Следователь контрразведки Дегтярев был взбешен. «Черт меня связал с этим дамским шаркуном Крапивницкий. Вот теперь и отделывайся. Если бы не он со своей таинственной незнакомкой, Обласов давно был бы расстрелян. — Дегтярев вздохнул. — Плохо. Донесется до Строчинского — не миновать тогда взбучки.
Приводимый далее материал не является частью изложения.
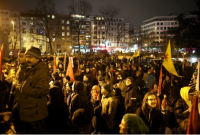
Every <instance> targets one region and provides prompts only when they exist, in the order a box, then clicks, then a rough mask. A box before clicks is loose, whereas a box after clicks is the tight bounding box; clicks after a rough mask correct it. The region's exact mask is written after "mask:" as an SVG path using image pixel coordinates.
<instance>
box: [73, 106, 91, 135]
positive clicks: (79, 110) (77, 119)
mask: <svg viewBox="0 0 200 135" xmlns="http://www.w3.org/2000/svg"><path fill="white" fill-rule="evenodd" d="M71 121H72V128H71V129H69V130H70V132H69V133H70V134H91V129H92V127H91V124H90V123H89V122H88V121H89V120H88V117H87V114H86V110H85V109H83V108H80V109H77V110H76V111H75V112H74V113H73V116H72V120H71Z"/></svg>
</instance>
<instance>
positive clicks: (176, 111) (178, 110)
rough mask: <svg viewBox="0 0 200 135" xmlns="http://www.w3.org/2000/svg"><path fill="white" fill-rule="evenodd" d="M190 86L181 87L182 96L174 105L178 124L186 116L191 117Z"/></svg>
mask: <svg viewBox="0 0 200 135" xmlns="http://www.w3.org/2000/svg"><path fill="white" fill-rule="evenodd" d="M189 90H190V87H184V88H181V91H180V95H181V97H180V98H179V99H177V101H176V103H175V105H174V115H175V118H176V121H177V123H178V124H180V123H181V121H183V120H184V119H186V118H189V114H190V108H191V101H190V100H189V99H188V93H189Z"/></svg>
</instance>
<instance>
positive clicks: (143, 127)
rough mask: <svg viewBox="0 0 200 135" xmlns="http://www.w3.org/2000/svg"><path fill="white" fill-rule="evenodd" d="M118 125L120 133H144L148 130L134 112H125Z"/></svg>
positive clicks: (143, 133)
mask: <svg viewBox="0 0 200 135" xmlns="http://www.w3.org/2000/svg"><path fill="white" fill-rule="evenodd" d="M119 127H120V131H119V132H120V134H146V133H148V132H149V129H148V127H147V126H146V124H145V123H144V121H143V120H142V119H141V118H140V117H138V116H137V115H136V114H131V113H127V114H125V115H124V116H123V118H122V121H121V124H120V125H119Z"/></svg>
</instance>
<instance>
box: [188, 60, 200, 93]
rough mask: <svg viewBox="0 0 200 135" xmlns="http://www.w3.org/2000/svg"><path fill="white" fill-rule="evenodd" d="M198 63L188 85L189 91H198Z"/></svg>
mask: <svg viewBox="0 0 200 135" xmlns="http://www.w3.org/2000/svg"><path fill="white" fill-rule="evenodd" d="M199 66H200V65H199V61H198V64H197V67H196V69H195V70H194V73H193V75H192V78H191V80H190V83H189V87H190V90H192V91H199Z"/></svg>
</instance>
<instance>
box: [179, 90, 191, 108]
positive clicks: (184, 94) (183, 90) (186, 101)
mask: <svg viewBox="0 0 200 135" xmlns="http://www.w3.org/2000/svg"><path fill="white" fill-rule="evenodd" d="M189 90H190V87H183V88H181V91H180V95H181V97H182V98H183V99H184V100H185V102H186V103H187V105H188V106H189V107H191V106H192V103H191V101H190V100H189V98H188V93H189Z"/></svg>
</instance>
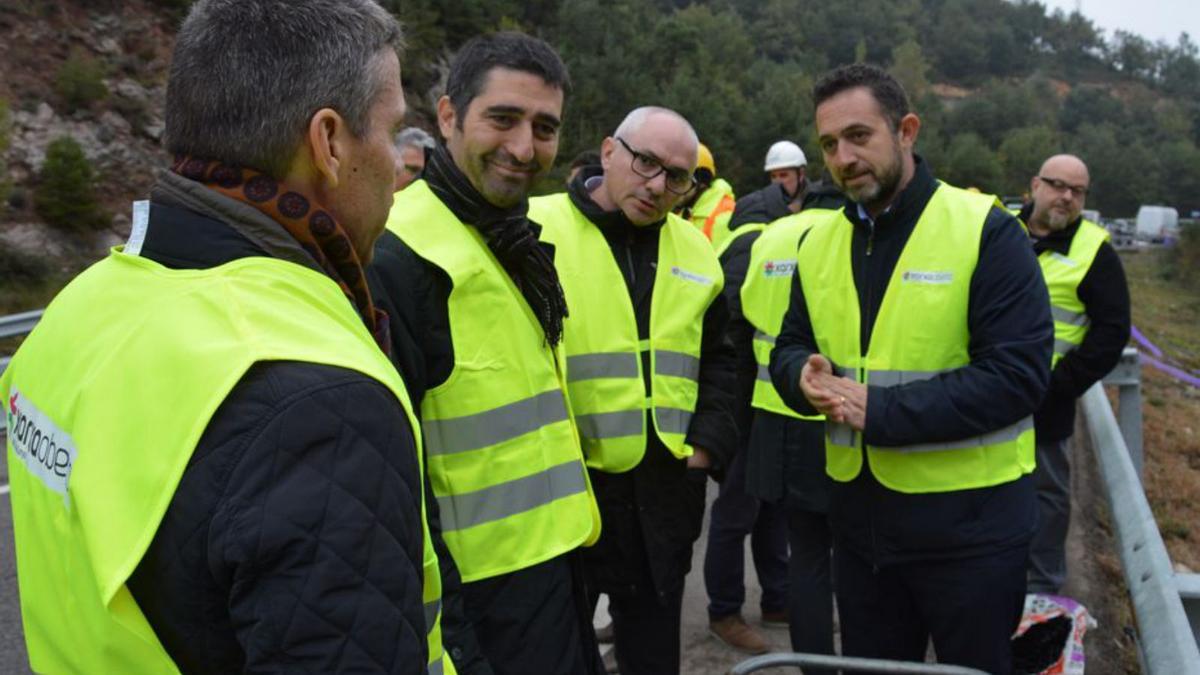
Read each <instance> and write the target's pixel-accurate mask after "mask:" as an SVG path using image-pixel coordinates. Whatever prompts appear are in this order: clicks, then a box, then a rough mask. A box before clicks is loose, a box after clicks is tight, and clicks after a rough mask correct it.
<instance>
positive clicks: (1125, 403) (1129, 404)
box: [1104, 347, 1145, 480]
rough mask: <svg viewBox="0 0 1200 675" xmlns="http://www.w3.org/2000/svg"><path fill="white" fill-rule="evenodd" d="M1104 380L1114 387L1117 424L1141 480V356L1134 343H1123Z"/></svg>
mask: <svg viewBox="0 0 1200 675" xmlns="http://www.w3.org/2000/svg"><path fill="white" fill-rule="evenodd" d="M1104 383H1105V384H1111V386H1115V387H1116V388H1117V425H1118V426H1120V428H1121V436H1122V437H1123V438H1124V441H1126V448H1127V449H1128V450H1129V459H1132V460H1133V467H1134V470H1135V471H1136V473H1138V480H1141V471H1142V467H1144V466H1145V453H1144V450H1142V447H1141V358H1140V357H1139V356H1138V350H1136V348H1135V347H1126V348H1124V351H1123V352H1121V360H1120V362H1117V365H1116V368H1114V369H1112V371H1111V372H1109V374H1108V375H1105V376H1104Z"/></svg>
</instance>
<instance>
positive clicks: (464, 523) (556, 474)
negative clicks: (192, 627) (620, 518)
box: [438, 459, 587, 532]
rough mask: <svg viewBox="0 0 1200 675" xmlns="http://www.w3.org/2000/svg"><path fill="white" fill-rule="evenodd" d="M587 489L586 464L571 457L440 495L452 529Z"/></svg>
mask: <svg viewBox="0 0 1200 675" xmlns="http://www.w3.org/2000/svg"><path fill="white" fill-rule="evenodd" d="M584 490H587V483H586V482H584V478H583V465H582V464H581V462H580V460H577V459H572V460H570V461H566V462H563V464H560V465H558V466H552V467H550V468H547V470H546V471H542V472H540V473H534V474H533V476H526V477H523V478H515V479H512V480H509V482H506V483H500V484H499V485H492V486H491V488H484V489H482V490H475V491H474V492H463V494H461V495H446V496H443V497H438V507H439V508H440V509H442V528H443V530H444V531H446V532H450V531H456V530H466V528H467V527H473V526H475V525H482V524H485V522H493V521H496V520H503V519H505V518H509V516H510V515H516V514H518V513H524V512H527V510H532V509H535V508H538V507H540V506H546V504H548V503H551V502H553V501H556V500H560V498H563V497H570V496H571V495H577V494H580V492H583V491H584Z"/></svg>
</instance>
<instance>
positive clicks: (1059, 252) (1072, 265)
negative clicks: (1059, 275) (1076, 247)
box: [1050, 251, 1079, 267]
mask: <svg viewBox="0 0 1200 675" xmlns="http://www.w3.org/2000/svg"><path fill="white" fill-rule="evenodd" d="M1050 257H1051V258H1052V259H1055V261H1057V262H1060V263H1062V264H1067V265H1070V267H1079V263H1078V262H1075V261H1073V259H1070V258H1068V257H1067V256H1064V255H1062V253H1060V252H1057V251H1051V252H1050Z"/></svg>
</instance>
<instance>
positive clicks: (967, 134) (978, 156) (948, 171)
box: [941, 133, 1002, 192]
mask: <svg viewBox="0 0 1200 675" xmlns="http://www.w3.org/2000/svg"><path fill="white" fill-rule="evenodd" d="M1001 175H1002V171H1001V166H1000V160H997V159H996V153H994V151H992V150H991V148H989V147H988V144H986V143H985V142H984V139H983V138H980V137H979V136H978V135H976V133H958V135H955V136H954V138H952V139H950V144H949V147H948V148H947V149H946V168H944V169H943V171H942V175H941V178H942V179H944V180H946V181H947V183H949V184H950V185H955V186H959V187H978V189H979V190H982V191H984V192H996V191H997V189H998V187H1000V181H1001Z"/></svg>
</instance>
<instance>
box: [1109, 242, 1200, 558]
mask: <svg viewBox="0 0 1200 675" xmlns="http://www.w3.org/2000/svg"><path fill="white" fill-rule="evenodd" d="M1122 262H1123V263H1124V268H1126V274H1127V275H1128V279H1129V291H1130V294H1132V299H1133V323H1134V325H1136V327H1138V328H1139V329H1140V330H1141V331H1142V334H1145V335H1146V337H1147V339H1150V340H1151V341H1152V342H1153V344H1154V345H1157V346H1158V347H1159V348H1162V350H1163V352H1164V354H1165V356H1166V357H1168V359H1165V360H1171V362H1175V363H1176V364H1178V365H1180V366H1181V368H1182V369H1184V370H1190V371H1192V372H1196V371H1198V370H1200V285H1188V283H1184V282H1182V281H1181V280H1178V279H1177V277H1174V279H1172V277H1169V276H1168V274H1169V271H1170V263H1169V257H1168V252H1166V251H1162V250H1158V251H1144V252H1140V253H1126V255H1123V256H1122ZM1141 375H1142V416H1144V417H1142V437H1144V447H1145V453H1146V466H1145V474H1144V477H1142V480H1144V483H1145V486H1146V496H1147V497H1148V498H1150V506H1151V508H1152V509H1153V512H1154V520H1156V521H1157V522H1158V528H1159V531H1160V532H1162V533H1163V539H1164V540H1165V543H1166V548H1168V550H1169V551H1170V554H1171V560H1172V561H1174V562H1175V563H1176V566H1177V568H1180V569H1182V568H1184V567H1186V569H1187V571H1192V572H1200V500H1198V498H1196V497H1198V496H1200V389H1198V388H1195V387H1192V386H1188V384H1186V383H1182V382H1178V381H1177V380H1174V378H1171V377H1170V376H1168V375H1165V374H1163V372H1159V371H1158V370H1156V369H1153V368H1150V366H1145V368H1142V371H1141ZM1181 566H1182V567H1181Z"/></svg>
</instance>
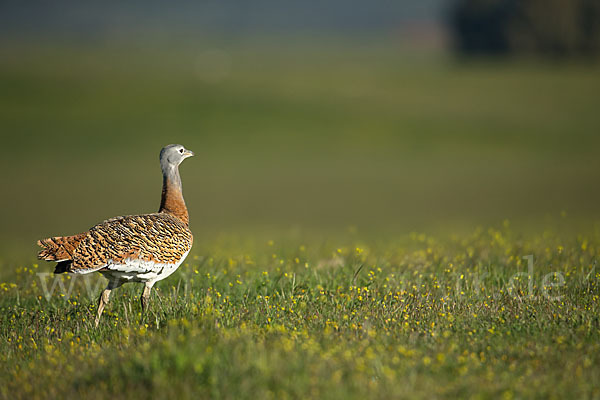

А, впрочем, провались все к чертям. — Дегтярев достал из ящика недопитую бутылку водки, налил полстакана и выпил, — Если полковник будет раздувать дело Обласова, попрошусь на фронт, — успокоил он себя и налил полный стакан. — Сообщать Крапивницкому о бегстве Обласова пока не буду. Успеется. Однако ловко меня обвели. Явиться во всей форме, при оружии, отрапортовать: «От капитана Курбангалеева связной Калтай», — просить личного свидания с Обласовым — нужна большая смелость. Документы у Калтая были в порядке. И, не допуская мысли о подвохе, я разрешил свидание. Как потом выяснилось, Калтай передал форму горного стрелка заключенному и спокойно вывел его через контрольный пост у тюремных ворот. Там уже дожидался их всадник с двумя оседланными лошадями. Побег был обнаружен слишком поздно. Погоня ничего не дала, да и где их искать? Степь широка, — подумал Дегтярев и с сожалением посмотрел на пустую бутылку. — Впрочем, дело поправимо. Для отчета Строчинскому внесу в списки расстрелянных при попытке к бегству. Кто будет проверять? Полковник? Ему и так дел хватает по Челябинску. Сложнее с Крапивницким. Ясно, что потребует налицо этого молодчика. А где его возьму? Тут никакие увертки не помогут. Что ж, объясню, как есть. Ведь им с примадонной важно, чтоб Обласов уцелел от расстрела. Но все же надо предупредить контрразведку. Пускай установит наблюдение за дорогой на Белорецк». — Дегтярев занялся бумагами.
Но связаться Дегтяреву ни с Верхне-Уральском, ни, с Белорецком в те дни не пришлось: там уже был отряд красных казаков под командованием Ивана Каширина. Трое беглецов — Василий Обласов, Калтай и его новый дружок Фарит благополучно пробрались в Верхне-Уральск.
Дегтярев запил. Пьяный вызывал на допрос захваченных в бою за Троицк командиров и комиссаров, жестоко избивал и всячески глумился над ними. Порой запирался в своем кабинете, ощупывал оконные задвижки, припадал ухом к замочной скважине, прислушивался к голосам дежурных казаков. Заглядывал в ящики письменного стола и долго не подходил к телефону, несмотря на звонки. Начались галлюцинации. Ему казалось, что комнату наполняют какие-то кровавые маски вместо лиц, сжимая кулаки, бесшумно надвигаются на сидящего в кресле Дегтярева. Дико вскрикнув, он метнулся в угол комнаты, но и там не было спасения. Трепещущие руки тянулись к нему, вот-вот они схватят его за горло, и тогда конец.
— А-а, вам меня не взять. — Он выхватывает пистолет, нажимает на курок. Раздается выстрел, звон разбитого графина на столе. Видения исчезают. Вбегает дежурный.
Дегтярев, махнув на него рукой, шатаясь, идет к креслу и бессильно валится в него. Через некоторое время слышится стук в дверь, настойчивый, упорный. Капитан проводит рукой по лбу. Сознание начинает возвращаться. Стук продолжается.
— Войдите.
В дверях вновь появляется дежурный.
— Господин капитан, вас спрашивает какой-то человек.